Most of my life has been spent
working on farmers' land, until I got so old I could not plow or cut hay.
Then the man who owns this forest said I might come here and chop
firewood, and I did. I built this cabin myself, and I've lived all alone
in it for many years."
This was so, for Jack had been in the woods from the time when Bert and
Nan were babies, so Flossie and Freddie had often heard their older
brother and sister say.
"Haven't you any folks?" asked Freddie.
"Well, I seem to remember that once I had a brother and a sister. But I
lost track of them, and they lost me, I guess; so where they are now, if
they're anywhere, I don't know. I'm all alone, I guess," and the
woodchopper's face was sad.
"Never mind!
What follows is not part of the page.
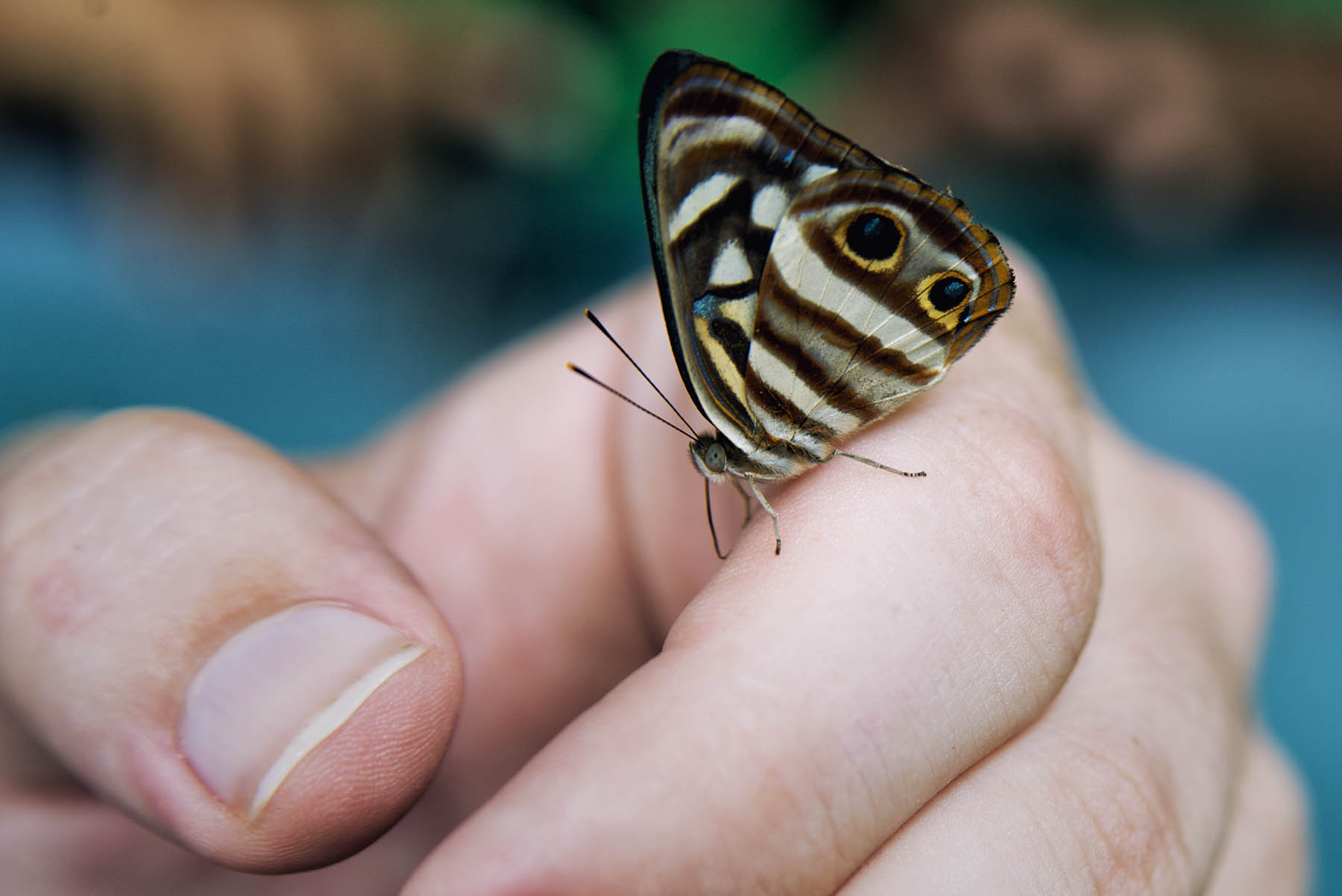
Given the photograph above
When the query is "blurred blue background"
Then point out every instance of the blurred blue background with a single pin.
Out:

We'll come to see you," said Flossie, with a smile. "But now
maybe we'd better start home, Freddie. Papa and Mamma may be worried about
us."
"I'll take you home, if you've had enough to eat," said Uncle Jack.
"Oh, we've had plenty, thank you," said Freddie. "But it's a long way to
go home. If I could sail the ice-boat back----"
"I don't like that boat!" cried Flossie.
"How would you like to ride on a sled?" asked the woodchopper. "In a sled
drawn by a horse with jingling bells?"
"That would be _fine!_" cried Freddie, clapping his hands. "But where is
he--the horse, I mean?"
"Oh, out in my little stable. I built a small stable, as well as this
cabin, for I have to haul my wood into town to sell it.